Strong father-child bonds
The study, Health and Behaviour of School-Aged Children, surveyed a number of health related factors for 220,000 children of both genders, aged 11, 13 and 15 from 42 countries in North America and Europe. The study found that 92% of 11 year old boys and 87% of girls found it easy to talk to their fathers, both of which were the highest measures reported in the study. The average for the 41 countries was that 83% of 11 year old boys and 73% of 11 year old girls reported they found it easy to talk to their fathers.

The report also found that this ease of communication between Icelandic fathers and their children did not fall as much with age as it did in many other countries. For 15 year olds the average dropped by 9% in the case of boys and 16% for girls, compared to an average of 10% for boys and 19% for girls. At 15 83% of Icelandic boys reported they found it easy to talk to their fathers and 71% of girls, compared to the average of 73% and 54% respectively.

Read more: Iceland has the second highest quality of life among OECD countries

Communication with a father-figure appears to influence and affect boys and girls in different ways, the report points out. “Communication difficulties with fathers are associated with internalizing problems, especially in girls, but perceived closeness, paternal attachment and open communication reduces girls’ engagement with health-risk behaviours. The quality of the relationship with a father-figure has been found to be predictive of the development of negative emotions such as aggression in boys and emotional difficulties in girls.”

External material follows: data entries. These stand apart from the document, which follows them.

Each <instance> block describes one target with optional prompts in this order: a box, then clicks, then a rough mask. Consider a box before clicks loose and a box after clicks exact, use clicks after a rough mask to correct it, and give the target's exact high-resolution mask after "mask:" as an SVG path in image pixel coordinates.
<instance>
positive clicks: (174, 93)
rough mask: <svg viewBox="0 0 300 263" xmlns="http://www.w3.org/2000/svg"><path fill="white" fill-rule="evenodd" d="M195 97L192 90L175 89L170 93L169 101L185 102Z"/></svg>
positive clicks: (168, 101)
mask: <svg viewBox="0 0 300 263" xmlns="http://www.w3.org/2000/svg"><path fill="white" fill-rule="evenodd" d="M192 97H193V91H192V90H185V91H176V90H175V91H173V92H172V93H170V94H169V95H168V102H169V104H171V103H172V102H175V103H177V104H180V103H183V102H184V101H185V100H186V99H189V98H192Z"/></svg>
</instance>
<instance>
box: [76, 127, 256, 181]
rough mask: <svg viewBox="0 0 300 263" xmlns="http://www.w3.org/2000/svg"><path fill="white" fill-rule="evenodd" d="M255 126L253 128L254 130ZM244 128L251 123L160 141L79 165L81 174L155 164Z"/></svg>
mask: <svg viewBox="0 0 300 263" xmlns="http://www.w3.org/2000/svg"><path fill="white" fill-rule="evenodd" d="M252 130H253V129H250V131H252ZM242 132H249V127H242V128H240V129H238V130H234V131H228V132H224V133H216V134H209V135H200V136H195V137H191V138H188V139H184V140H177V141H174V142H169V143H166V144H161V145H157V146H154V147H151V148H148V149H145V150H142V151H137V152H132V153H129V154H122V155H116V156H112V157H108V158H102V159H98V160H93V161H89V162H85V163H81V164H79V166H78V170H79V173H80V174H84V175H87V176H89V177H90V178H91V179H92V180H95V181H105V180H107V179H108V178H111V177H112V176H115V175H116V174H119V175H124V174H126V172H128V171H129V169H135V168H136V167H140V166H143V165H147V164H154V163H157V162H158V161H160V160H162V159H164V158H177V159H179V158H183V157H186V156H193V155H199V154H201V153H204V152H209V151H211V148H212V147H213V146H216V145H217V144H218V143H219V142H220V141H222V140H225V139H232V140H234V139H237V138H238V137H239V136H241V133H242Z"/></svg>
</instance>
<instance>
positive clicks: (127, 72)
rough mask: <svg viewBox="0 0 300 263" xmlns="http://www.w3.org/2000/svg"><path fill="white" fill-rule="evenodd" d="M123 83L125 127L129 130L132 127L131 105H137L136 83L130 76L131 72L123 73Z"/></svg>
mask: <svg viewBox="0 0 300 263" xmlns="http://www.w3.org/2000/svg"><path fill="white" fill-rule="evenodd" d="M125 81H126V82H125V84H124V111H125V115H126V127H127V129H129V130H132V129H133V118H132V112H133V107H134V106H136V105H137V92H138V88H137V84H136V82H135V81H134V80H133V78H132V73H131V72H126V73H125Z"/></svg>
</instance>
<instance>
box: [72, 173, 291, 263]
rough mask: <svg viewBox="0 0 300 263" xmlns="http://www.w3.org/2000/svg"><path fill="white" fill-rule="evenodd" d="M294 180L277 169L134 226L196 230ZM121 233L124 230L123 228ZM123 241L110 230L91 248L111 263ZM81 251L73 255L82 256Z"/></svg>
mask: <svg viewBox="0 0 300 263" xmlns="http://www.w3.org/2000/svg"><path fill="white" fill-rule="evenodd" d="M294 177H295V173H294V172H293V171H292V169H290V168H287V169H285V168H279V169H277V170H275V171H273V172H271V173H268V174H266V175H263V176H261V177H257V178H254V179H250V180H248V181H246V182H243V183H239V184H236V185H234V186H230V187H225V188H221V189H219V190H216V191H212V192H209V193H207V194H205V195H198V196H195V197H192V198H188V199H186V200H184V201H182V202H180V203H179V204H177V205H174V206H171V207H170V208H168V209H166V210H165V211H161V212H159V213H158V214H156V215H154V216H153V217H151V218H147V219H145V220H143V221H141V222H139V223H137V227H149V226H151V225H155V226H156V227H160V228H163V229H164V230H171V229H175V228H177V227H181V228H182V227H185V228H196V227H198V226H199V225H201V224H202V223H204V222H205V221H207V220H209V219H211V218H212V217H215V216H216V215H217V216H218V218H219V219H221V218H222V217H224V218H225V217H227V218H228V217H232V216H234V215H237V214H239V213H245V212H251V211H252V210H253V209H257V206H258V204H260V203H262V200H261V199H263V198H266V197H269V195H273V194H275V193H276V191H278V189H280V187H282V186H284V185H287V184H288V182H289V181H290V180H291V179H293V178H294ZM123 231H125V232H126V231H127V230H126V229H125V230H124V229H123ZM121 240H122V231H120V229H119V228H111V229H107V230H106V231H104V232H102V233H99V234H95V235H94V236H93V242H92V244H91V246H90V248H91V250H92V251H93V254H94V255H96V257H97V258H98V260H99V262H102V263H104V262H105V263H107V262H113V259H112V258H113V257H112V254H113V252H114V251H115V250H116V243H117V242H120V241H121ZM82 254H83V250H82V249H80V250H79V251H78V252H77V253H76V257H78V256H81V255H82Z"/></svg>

Still, Icelandic adolescents have closer relationships with their mothers
Even if Icelandic fathers have particularly strong relationships with their children, Icelandic children and adolescents find it easier to talk to their mothers. Depending on age and gender, Icelandic children are 2-13% more likely to find it easy to talk to their mothers than fathers. The ease of communication between Icelandic adolescents and their mothers is also among the highest in the world, ranking in fourth place among the 42 countries in the study.